The drawbacks of classical sigmoid and ReLU activation functions were stated in [6,15, 22]. In order to overcome these limitations modified activations such as GELU, Swish or Mish were proposed [7,14,16,17]. It is well-known [6] that wide range of activation functions is suitable for backpropagation-based learning rules, where only conditions of continuity of activation function /as well as its derivative would be satisfied. But the almost 40 years long practice of the application of backpropagation proves that the choice of the activation function has the significant impact on the behavior of the learning process. Particular activations are good enough for one ML problems and are bad for other ones [6]. This observation has theoretical foundation in famous No Free Lunch Theorem, which, speaking informally, states that “we cannot achieve positive performance on some problems without getting an equal and opposite amount of negative performance on other problems” [6]. Therefore, we would choose activation functions depending on the particular ML problem [20] by using the prior knowledge concerning the problem scope. For example, consider the problem of the approximation of functions with many peaks and rapid multi-level changes [20, 22]. Standard activations are not well appropriate to model such mappings [23]. This makes difficult the learning of NN to solve very common tasks concerning the processing complicated signal transformations, which are not smooth enough or have a fluctuated gradient [17]. Thus, the design of activation functions appropriate in the training of NN for such difficult problems is an important task, as well as its tuning in order to improve the ability of NN to produce more precise predictions.

Multithreshold activation functions (MTAF) provide the one of possible solutions of this problem

[13]. Their use can increase the quality of modeling significantly nonlinear functions. This approach is based on the ability of multithreshold activations to represent more precisely the change of data using numerous levels of discretization by the adaptive tuning of the thresholds. It allows to process properly discrete patterns as well as to enhance the efficiency of the network learning [8].
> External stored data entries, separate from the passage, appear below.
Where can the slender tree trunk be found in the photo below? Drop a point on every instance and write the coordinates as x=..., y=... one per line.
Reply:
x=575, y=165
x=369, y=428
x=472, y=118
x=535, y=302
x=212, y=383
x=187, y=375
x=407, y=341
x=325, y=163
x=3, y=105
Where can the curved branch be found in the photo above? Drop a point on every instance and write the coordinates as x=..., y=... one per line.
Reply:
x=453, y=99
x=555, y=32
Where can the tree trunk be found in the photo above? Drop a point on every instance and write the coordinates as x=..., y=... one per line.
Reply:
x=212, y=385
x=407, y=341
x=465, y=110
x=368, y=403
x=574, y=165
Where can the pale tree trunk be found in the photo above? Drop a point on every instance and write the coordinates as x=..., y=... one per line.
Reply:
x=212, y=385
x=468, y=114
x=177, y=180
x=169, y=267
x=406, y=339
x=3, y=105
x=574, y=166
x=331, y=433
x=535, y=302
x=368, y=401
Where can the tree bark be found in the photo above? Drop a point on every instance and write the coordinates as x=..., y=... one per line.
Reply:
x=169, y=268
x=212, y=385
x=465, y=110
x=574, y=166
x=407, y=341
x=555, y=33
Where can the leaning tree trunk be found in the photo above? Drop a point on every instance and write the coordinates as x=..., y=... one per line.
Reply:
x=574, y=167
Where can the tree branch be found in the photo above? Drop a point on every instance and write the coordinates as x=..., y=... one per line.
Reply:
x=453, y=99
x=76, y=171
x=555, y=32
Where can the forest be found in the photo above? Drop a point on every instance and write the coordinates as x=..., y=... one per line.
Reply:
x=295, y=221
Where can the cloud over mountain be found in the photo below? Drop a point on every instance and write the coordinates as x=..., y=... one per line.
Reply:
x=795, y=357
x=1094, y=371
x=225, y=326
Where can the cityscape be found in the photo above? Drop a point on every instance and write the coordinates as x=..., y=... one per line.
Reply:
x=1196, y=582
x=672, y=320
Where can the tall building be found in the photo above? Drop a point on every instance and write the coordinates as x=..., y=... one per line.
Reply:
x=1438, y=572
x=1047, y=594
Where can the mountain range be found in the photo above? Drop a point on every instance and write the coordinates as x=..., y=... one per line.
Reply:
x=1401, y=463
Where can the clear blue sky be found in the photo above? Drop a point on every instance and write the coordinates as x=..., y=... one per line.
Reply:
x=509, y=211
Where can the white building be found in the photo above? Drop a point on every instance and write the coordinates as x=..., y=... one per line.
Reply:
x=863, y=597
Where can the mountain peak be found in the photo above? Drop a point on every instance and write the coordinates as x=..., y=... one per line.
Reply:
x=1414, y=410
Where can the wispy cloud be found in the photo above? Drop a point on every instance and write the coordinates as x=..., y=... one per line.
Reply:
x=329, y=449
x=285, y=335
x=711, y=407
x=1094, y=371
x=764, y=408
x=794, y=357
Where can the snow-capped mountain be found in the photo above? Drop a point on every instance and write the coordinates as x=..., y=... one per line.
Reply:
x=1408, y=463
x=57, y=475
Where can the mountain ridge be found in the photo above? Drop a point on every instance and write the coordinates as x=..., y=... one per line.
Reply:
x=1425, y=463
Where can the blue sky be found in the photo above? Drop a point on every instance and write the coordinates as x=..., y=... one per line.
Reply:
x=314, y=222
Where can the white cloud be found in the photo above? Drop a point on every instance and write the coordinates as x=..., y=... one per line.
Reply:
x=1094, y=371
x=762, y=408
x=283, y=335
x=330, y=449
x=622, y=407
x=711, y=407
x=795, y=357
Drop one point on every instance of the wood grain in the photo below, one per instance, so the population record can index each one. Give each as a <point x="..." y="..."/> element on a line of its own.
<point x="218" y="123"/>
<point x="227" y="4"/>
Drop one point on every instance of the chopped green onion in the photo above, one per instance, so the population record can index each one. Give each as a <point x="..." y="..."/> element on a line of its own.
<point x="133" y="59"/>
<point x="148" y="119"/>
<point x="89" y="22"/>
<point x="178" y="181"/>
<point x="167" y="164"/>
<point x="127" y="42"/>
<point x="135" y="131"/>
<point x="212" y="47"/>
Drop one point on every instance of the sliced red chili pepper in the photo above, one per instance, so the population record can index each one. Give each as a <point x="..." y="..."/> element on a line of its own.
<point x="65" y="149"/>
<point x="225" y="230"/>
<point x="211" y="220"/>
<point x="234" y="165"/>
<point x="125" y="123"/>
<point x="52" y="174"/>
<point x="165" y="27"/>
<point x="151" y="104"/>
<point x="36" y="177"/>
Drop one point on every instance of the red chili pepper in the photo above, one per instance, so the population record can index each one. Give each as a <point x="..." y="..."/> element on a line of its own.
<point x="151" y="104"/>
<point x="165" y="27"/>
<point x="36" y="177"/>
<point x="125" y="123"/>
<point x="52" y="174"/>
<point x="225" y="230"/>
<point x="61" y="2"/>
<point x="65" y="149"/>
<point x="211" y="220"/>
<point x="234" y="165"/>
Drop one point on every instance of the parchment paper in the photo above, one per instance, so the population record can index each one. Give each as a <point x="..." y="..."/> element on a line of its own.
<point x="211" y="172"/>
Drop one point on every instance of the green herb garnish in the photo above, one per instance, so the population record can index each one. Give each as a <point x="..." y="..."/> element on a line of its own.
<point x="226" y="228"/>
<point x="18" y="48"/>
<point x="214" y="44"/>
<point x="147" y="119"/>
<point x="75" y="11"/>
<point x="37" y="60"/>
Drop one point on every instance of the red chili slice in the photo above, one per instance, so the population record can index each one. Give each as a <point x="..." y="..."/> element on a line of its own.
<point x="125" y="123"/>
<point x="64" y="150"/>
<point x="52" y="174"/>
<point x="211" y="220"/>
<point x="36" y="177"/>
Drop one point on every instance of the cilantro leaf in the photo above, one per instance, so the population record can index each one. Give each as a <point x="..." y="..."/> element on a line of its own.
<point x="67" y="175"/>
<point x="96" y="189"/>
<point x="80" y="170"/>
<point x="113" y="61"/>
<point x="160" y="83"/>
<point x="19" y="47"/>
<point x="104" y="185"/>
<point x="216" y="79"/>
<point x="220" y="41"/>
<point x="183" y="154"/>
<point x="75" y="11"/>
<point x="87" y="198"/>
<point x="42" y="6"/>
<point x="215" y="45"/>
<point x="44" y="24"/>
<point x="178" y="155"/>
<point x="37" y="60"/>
Models of MTAF were proposed in early works devoted to the application of threshold logic in pattern recognition as a more powerful alternative for Heaviside step function (bibliographical and historical remarks can be found in [13]). Capabilities of multithreshold neuron (MTN) were studied in [20] and [21]. The learning algorithm for multi-valued MTN was proposed in [8]. MTN-based NN architectures were introduced in [13, 19]. The synthesis algorithm for MTN-based classifier was proposed in [21]. The application of bithreshold neurons with the binary outputs in pattern recognition was studied in [21,23]. Deeper hybrid NN architectures with heterogenous hidden layers were proposed in [18]. The synthesis procedure for MTN-based NN considered in [21]. It should be noted that only discrete activation functions were used in all above-mentioned multithreshold units and

NN. Thus, they are almost not applicable for problems dealing with the approximation of general

real-valued functions. As it is stated in [24], the application of multithreshold models in the solution of regression problems was unknown. The reference [25] gives the first example of the use of multithreshold approach in the design of a bithreshold NN regressor. As mentioned in [10], this model of NN regressor can be extended to the case of an arbitrary number of thresholds.

All known examples of the multithreshold approach in neural computation concerns only neural units and networks employing discrete-valued activation functions. The disadvantage of such activation is that the modern optimization algorithms based on the use of gradient vector of the network error function are not applicable in the case of such MTAF. The main goal of current research is the extension of multithreshold approach to the case of continuous differentiable activation functions. This allows to employ the backpropagation-like training techniques to the learning of MTNbased NN. The combination of MTAF and sigmoid smoothing shall be used in order to combine the advantages provided by the power of multithreshold approach as well as the effectiveness of the gradient descent optimization.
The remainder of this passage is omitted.